As far as how much experience is needed, I'd say have an experienced individual show you how to use them properly, and then you'd be able to mark your own animals (just do it supervised the first few times). I've used them to mark juvie watersnakes with no ill effects. I don't go between the ventrals like some people do, I actually go betwwen the 3/4 or 4/5 dorsal scale rows, work the needle under the ribcage and then inject the tag interperitoneally. If needed, I use some dermabond to seal the wound up if needed (more important on smaller animals).

Personally I'd use a injectable flourescent dye to mark smaller animals (we use them to mark TINY salamanders, and the marked spots glow blue/orange/red or whatever color you injected). Using this sysetm of different colors of dye and different injection locations you can uniquely mark MANY MANY MANY different animals.

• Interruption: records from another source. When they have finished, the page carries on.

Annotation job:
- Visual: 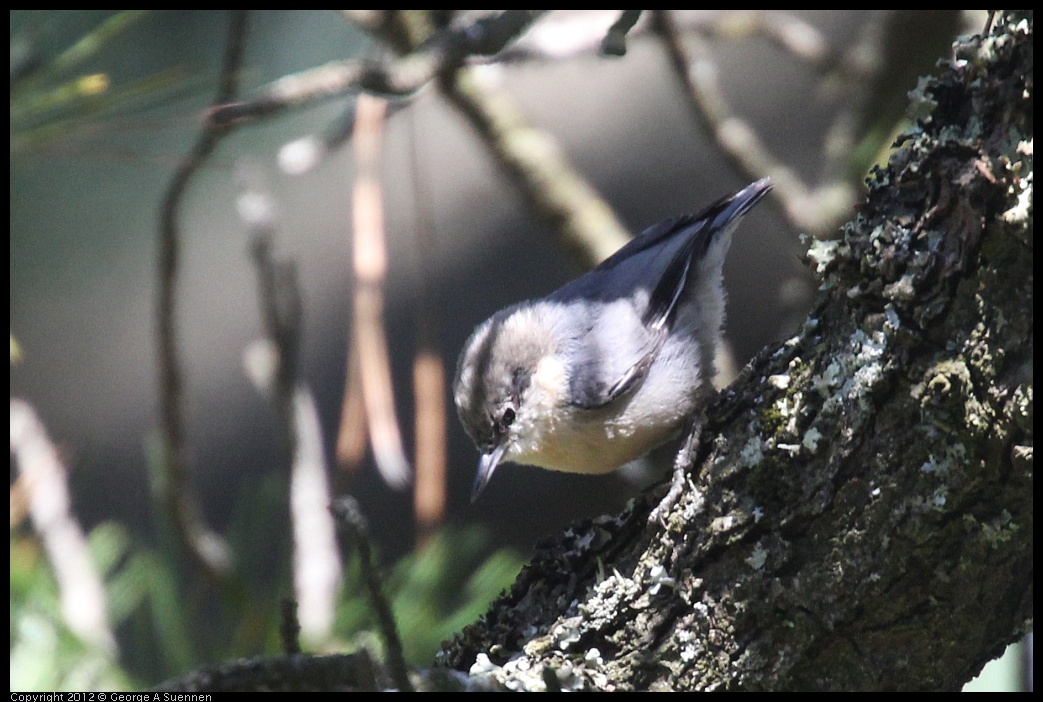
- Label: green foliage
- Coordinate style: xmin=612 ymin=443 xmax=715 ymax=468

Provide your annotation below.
xmin=337 ymin=528 xmax=523 ymax=665
xmin=10 ymin=500 xmax=522 ymax=691
xmin=10 ymin=527 xmax=129 ymax=692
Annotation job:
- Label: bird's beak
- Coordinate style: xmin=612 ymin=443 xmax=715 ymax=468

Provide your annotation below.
xmin=470 ymin=442 xmax=507 ymax=504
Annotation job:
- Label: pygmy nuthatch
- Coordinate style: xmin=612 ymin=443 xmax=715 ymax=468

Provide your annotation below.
xmin=455 ymin=178 xmax=772 ymax=509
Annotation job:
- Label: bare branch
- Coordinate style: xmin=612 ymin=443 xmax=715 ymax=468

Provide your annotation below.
xmin=10 ymin=400 xmax=116 ymax=653
xmin=156 ymin=10 xmax=247 ymax=579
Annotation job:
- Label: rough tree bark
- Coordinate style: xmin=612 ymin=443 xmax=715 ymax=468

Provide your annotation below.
xmin=440 ymin=13 xmax=1033 ymax=691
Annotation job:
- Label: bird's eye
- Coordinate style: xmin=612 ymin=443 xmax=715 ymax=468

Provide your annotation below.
xmin=500 ymin=407 xmax=514 ymax=430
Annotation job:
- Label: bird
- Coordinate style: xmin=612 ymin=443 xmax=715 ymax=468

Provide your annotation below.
xmin=454 ymin=178 xmax=772 ymax=518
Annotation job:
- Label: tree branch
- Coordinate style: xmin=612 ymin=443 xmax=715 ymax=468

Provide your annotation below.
xmin=441 ymin=9 xmax=1033 ymax=691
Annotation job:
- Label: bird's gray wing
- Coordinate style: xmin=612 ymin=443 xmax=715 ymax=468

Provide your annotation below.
xmin=568 ymin=300 xmax=668 ymax=410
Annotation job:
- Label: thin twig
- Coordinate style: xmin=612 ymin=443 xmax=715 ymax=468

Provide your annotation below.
xmin=278 ymin=598 xmax=300 ymax=653
xmin=440 ymin=67 xmax=630 ymax=263
xmin=601 ymin=9 xmax=641 ymax=56
xmin=409 ymin=113 xmax=447 ymax=547
xmin=239 ymin=171 xmax=342 ymax=645
xmin=330 ymin=495 xmax=413 ymax=693
xmin=10 ymin=400 xmax=116 ymax=653
xmin=348 ymin=95 xmax=411 ymax=488
xmin=210 ymin=9 xmax=544 ymax=124
xmin=156 ymin=10 xmax=247 ymax=579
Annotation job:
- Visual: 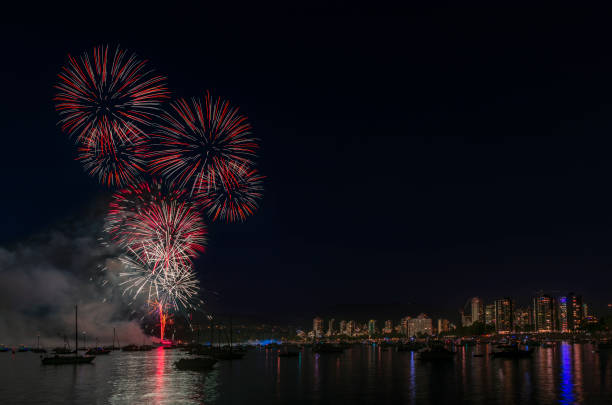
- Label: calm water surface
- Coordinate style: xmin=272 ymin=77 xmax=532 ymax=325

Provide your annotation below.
xmin=0 ymin=343 xmax=612 ymax=405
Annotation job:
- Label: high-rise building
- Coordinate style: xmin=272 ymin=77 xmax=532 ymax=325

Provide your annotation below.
xmin=401 ymin=316 xmax=410 ymax=336
xmin=327 ymin=318 xmax=336 ymax=336
xmin=470 ymin=297 xmax=484 ymax=323
xmin=340 ymin=320 xmax=348 ymax=335
xmin=312 ymin=316 xmax=323 ymax=338
xmin=485 ymin=304 xmax=495 ymax=325
xmin=557 ymin=297 xmax=571 ymax=332
xmin=495 ymin=298 xmax=514 ymax=333
xmin=461 ymin=312 xmax=472 ymax=327
xmin=346 ymin=321 xmax=355 ymax=336
xmin=514 ymin=307 xmax=531 ymax=332
xmin=533 ymin=293 xmax=556 ymax=332
xmin=567 ymin=293 xmax=586 ymax=331
xmin=438 ymin=319 xmax=450 ymax=334
xmin=406 ymin=314 xmax=433 ymax=336
xmin=368 ymin=319 xmax=376 ymax=336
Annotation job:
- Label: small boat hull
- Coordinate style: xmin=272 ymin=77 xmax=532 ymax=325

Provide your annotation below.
xmin=174 ymin=357 xmax=217 ymax=371
xmin=42 ymin=356 xmax=95 ymax=366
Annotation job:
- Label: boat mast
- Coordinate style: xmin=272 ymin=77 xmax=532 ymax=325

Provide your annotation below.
xmin=74 ymin=305 xmax=79 ymax=357
xmin=230 ymin=315 xmax=233 ymax=353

Then as the animal gets older I'd use a PIT tag.

SnakesAndStuff Apr 02, 2006 05:54 PM

I forgot to mention that the animal looks normal, except when viewed under black light and then you can see the markings...

Ryan Shackleton Apr 04, 2006 12:16 AM

No direct experience but a friend of mine had some carpet pythons from Bob Clark a few years ago that he said Bob chipped with trovans. I'm sure Bob could tell you something about the chips themselves.

joeysgreen Apr 06, 2006 05:30 PM

For what it's worth, I'd inject in a cranial/caudal direction. There is less of a chance that the chip will work it's way out through the opening left by the needle as it crawls away from you upon release.